Et voilà, mon sujet est quasiment défini et définitif. C’est assez violent comme exercice finalement… Il faut se remettre complètement en question, remettre en doute tous les éléments trouvés, les synthèses écrites, les orientations définies… Bref, savoir se remettre en doute pour faire germer une graine beaucoup plus fertile.
Voilà donc environ 75% de mes recherches qui sont écartées, mais pas perdues!, pour en garder et magnifier les 25% – enfin, on va essayer.
Du coup, on reprend tous les schémas heuristiques, et on s’y remet à fond!
J’espère rapidement arriver à sortir ce plan dont je commence à rêver, ou cauchemarder, la nuit.

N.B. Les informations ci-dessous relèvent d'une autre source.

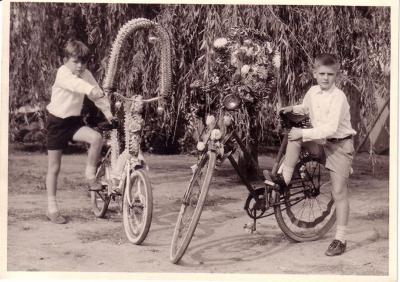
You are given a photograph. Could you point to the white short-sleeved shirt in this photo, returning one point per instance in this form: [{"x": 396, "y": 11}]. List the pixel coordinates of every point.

Ah, j’oubliais; voici dernier message de mon directeur de thèse (par mail) à la suite de ma dernière sollicitation annonçant une (encore une!) nouvelle manière d’envisager le travail:
Hâtez-vous lentement, et sans perdre courage,
Vingt fois sur le métier remettez votre ouvrage,
Polissez-le sans cesse, et le repolissez,
Ajoutez quelquefois, et souvent effacez.…Nicolas Boileau
Bon travail
Ni plus, ni moins. J’ai passé quelques minutes à réfléchir dessus, ça fait du bien de se prendre des petites pensées quand on est la tête dans le guidon. Et finalement, cette prise de tête, c’est le travail de thèse tout simplement!
Donc, pas de panique, on va y arriver… ok, mais put¨°*, ce que c’est long!